Advanced Techniques: Multi-ControlNet and ControlNet Unions

Once you are at ease with single-ControlNet workflows, you can stack control types and pair them with IP-Adapter for much finer control over the output.

Multi-ControlNet Stacking

In ComfyUI, chain several Apply ControlNet nodes in a row, each with its own model, control image, and weight. A strong mix for character scenes is Depth (weight 0.6) for layout, OpenPose (weight 0.8) for pose, and Canny (weight 0.3) for edge detail. The weights need balancing. If one ControlNet takes over, drop its weight and raise the others until the result reflects all three inputs.

ControlNet Union Models

The xinsir/controlnet-union-sdxl-1.0 model handles many control types in one file. Pass a control_mode value (0 for Canny, 1 for depth, 2 for pose, and so on) to pick the conditioning type. This cuts VRAM use from about 7.5 GB (three separate models) to 2.5 GB (one union model). That makes stacked workflows work on 8 GB cards.

IP-Adapter Plus ControlNet

IP-Adapter pulls style or subject identity from a reference image, while ControlNet sets the composition.
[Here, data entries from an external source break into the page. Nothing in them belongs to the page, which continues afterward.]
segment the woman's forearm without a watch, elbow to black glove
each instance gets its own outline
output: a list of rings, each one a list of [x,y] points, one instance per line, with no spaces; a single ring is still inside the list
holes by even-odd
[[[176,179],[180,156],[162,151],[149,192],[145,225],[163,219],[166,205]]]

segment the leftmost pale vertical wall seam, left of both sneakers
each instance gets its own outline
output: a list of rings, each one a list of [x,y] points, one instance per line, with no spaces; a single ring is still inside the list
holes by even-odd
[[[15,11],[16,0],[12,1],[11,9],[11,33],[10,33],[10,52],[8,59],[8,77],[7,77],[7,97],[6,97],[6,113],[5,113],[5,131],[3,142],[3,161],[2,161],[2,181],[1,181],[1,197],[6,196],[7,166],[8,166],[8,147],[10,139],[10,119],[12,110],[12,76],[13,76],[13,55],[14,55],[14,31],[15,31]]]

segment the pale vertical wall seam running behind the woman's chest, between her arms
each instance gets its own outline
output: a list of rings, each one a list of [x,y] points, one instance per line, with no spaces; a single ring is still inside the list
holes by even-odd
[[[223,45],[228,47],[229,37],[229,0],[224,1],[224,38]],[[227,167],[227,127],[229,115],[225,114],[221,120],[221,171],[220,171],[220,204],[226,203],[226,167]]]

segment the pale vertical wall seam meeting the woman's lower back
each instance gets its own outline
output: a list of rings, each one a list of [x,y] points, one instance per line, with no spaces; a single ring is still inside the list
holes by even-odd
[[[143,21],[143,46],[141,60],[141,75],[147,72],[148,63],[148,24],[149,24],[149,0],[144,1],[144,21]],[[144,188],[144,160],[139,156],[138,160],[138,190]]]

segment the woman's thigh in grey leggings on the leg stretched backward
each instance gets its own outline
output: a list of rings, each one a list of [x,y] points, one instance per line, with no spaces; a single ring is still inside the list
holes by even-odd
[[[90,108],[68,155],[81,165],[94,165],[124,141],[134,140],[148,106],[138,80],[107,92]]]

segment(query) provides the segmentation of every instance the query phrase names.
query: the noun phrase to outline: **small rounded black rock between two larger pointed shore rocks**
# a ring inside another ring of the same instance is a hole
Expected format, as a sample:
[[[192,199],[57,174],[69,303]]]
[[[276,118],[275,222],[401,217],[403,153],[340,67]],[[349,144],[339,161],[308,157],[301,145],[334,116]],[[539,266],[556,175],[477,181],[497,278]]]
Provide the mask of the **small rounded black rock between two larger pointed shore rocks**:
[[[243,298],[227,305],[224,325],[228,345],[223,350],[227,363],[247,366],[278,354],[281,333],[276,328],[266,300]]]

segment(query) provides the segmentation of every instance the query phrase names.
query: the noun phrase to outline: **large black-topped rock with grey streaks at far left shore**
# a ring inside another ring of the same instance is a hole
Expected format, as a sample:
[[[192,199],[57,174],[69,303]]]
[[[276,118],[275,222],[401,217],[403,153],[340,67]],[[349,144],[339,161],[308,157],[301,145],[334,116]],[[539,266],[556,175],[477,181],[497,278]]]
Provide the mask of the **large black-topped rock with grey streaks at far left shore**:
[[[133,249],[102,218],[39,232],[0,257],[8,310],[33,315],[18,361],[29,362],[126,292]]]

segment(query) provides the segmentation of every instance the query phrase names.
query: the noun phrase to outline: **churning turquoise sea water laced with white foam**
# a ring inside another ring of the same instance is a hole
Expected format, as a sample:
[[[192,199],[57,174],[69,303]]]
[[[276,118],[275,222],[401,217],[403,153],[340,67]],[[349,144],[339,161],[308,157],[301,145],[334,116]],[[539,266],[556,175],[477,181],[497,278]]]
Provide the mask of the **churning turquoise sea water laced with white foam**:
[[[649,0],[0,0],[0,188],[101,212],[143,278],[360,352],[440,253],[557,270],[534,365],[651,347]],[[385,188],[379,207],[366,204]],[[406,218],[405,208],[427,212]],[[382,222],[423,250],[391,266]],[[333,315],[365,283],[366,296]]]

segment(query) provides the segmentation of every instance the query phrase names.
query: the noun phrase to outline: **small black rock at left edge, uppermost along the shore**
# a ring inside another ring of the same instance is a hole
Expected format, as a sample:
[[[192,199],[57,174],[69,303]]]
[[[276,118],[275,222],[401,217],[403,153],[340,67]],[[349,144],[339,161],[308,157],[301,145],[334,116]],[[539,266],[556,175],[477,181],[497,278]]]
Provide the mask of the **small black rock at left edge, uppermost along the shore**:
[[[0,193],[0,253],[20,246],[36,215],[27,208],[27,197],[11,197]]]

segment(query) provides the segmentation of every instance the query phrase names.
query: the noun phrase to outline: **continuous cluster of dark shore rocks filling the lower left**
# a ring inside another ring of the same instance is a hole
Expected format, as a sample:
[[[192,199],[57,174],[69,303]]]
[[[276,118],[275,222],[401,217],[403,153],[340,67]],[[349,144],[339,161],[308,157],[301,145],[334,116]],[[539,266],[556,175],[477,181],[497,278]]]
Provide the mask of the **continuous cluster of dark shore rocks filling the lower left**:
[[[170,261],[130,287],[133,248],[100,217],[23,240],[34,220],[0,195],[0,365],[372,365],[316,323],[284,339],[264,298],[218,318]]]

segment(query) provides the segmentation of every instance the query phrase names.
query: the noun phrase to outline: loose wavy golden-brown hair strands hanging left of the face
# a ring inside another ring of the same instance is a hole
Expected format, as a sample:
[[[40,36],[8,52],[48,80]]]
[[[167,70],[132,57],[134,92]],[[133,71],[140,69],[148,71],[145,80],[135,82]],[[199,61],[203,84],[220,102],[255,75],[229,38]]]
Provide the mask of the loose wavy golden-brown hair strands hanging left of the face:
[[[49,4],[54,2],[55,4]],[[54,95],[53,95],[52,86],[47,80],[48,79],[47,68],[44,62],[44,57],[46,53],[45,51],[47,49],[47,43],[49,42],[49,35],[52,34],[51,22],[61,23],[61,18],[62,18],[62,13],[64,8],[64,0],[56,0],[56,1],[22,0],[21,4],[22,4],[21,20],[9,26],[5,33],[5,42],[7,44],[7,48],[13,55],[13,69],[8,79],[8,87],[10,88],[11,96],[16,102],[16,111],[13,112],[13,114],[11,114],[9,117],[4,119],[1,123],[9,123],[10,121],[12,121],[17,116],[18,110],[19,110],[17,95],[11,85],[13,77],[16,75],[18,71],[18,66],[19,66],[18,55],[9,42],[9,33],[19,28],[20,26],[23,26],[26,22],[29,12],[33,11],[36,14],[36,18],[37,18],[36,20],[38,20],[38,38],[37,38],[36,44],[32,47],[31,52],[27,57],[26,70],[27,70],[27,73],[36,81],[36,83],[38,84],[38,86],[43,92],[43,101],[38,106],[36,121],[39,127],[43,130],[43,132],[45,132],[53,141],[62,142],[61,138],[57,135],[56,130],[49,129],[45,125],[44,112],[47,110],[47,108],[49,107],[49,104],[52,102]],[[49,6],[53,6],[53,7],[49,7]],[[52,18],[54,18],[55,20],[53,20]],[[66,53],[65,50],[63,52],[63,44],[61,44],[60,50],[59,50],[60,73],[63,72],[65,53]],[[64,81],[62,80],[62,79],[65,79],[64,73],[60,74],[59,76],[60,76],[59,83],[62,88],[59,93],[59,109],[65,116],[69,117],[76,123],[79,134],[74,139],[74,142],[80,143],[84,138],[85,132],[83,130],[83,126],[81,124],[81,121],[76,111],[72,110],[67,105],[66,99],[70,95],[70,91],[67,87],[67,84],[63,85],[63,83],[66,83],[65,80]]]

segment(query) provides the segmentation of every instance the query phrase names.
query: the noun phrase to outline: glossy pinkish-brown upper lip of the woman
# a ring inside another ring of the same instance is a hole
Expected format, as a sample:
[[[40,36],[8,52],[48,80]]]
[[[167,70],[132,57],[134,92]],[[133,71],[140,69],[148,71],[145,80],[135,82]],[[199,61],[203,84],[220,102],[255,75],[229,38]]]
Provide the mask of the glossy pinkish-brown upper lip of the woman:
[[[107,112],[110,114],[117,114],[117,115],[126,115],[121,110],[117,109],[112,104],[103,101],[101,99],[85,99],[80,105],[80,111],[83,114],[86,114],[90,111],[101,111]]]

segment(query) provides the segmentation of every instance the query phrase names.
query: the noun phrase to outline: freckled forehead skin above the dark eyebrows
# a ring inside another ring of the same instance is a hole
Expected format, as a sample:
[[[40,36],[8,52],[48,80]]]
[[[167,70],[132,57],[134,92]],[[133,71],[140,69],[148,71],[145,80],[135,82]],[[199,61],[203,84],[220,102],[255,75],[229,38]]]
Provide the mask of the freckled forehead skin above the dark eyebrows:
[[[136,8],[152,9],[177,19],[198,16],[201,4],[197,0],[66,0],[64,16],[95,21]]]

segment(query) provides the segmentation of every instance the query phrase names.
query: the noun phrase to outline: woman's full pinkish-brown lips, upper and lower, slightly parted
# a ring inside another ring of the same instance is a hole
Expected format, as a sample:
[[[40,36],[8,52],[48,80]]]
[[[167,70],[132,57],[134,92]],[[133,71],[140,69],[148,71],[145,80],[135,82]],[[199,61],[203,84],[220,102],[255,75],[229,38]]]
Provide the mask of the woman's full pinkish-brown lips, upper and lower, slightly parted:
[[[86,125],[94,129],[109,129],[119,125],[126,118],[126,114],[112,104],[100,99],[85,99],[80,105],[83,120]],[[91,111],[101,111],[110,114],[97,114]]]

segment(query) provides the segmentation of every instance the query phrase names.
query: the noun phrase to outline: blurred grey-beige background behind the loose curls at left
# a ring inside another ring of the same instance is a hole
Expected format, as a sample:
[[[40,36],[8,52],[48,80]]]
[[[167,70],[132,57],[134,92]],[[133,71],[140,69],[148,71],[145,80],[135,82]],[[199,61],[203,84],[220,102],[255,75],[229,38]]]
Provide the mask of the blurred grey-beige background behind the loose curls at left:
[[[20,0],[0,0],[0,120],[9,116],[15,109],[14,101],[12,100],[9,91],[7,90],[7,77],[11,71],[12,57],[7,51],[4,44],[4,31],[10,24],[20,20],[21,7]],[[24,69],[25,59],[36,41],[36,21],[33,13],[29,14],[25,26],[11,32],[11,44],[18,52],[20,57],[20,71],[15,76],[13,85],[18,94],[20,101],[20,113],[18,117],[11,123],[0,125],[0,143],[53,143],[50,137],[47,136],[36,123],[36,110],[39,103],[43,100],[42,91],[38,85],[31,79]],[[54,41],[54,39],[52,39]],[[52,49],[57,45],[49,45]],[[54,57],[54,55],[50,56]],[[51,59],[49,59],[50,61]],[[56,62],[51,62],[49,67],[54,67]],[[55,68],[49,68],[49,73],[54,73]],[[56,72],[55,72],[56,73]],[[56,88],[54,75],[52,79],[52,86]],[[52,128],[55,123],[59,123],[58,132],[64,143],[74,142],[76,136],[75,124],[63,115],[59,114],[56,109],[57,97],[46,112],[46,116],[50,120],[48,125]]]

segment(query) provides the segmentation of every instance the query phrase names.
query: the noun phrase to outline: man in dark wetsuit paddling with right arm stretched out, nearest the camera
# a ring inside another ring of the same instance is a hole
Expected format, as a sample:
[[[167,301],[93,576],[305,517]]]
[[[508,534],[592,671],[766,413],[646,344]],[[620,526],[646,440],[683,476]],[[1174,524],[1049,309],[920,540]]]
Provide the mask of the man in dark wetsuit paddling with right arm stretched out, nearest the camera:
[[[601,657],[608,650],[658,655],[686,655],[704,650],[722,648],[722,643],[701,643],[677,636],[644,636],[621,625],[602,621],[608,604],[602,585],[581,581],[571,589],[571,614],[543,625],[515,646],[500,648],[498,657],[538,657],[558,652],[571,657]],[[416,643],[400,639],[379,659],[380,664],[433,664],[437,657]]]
The main use is steady character art: use IP-Adapter to lock a character’s face and look, then use ControlNet with a new pose for each frame. This pair is key for comic pages, storyboards, or any project that needs the same character across many images.

ControlNet Inpainting

Mask a region of an existing image, give a ControlNet condition for just that region, and regenerate only the masked area. The most common use is fixing hands: apply OpenPose to just the hand region with correct finger positions, then regenerate. You can also use depth-guided inpainting to swap backgrounds while keeping foreground subjects intact.

T2I-Adapter as a Lightweight Alternative

T2I-Adapters reach about 70 to 80 percent of ControlNet’s conditioning strength with roughly half the VRAM. If you are on a 6 GB card where full ControlNet plus SDXL does not fit, T2I-Adapter may be your only path to spatial control. The quality gap shows, but it is small for most use cases.

FLUX.1 ControlNet

InstantX and Jasper AI have released Canny, depth, and pose ControlNets for FLUX.1-dev . Quality rivals SDXL ControlNet. But FLUX.1 needs 12 GB or more VRAM, and inference runs 2 to 3 times slower because the model is larger. If you already run FLUX.1 for its better text rendering and prompt following, the ControlNet variants are worth a test. If you pick a base model mainly for ControlNet work, SDXL is still the more practical choice. It has wider model support and better speed per watt.

Quick Start Path

Want to try ControlNet with as little setup as possible? Install ComfyUI, download the ControlNet Union SDXL model, take a phone photo of anything, run Depth Anything v2 on it, and generate with a creative prompt. The whole run takes about ten minutes from install to first image. Once you see a depth map of your living room turn into an alien landscape or a medieval tavern, the appeal of spatial control is clear. From there, try other preprocessors, stack ControlNets, and build workflows around your own projects.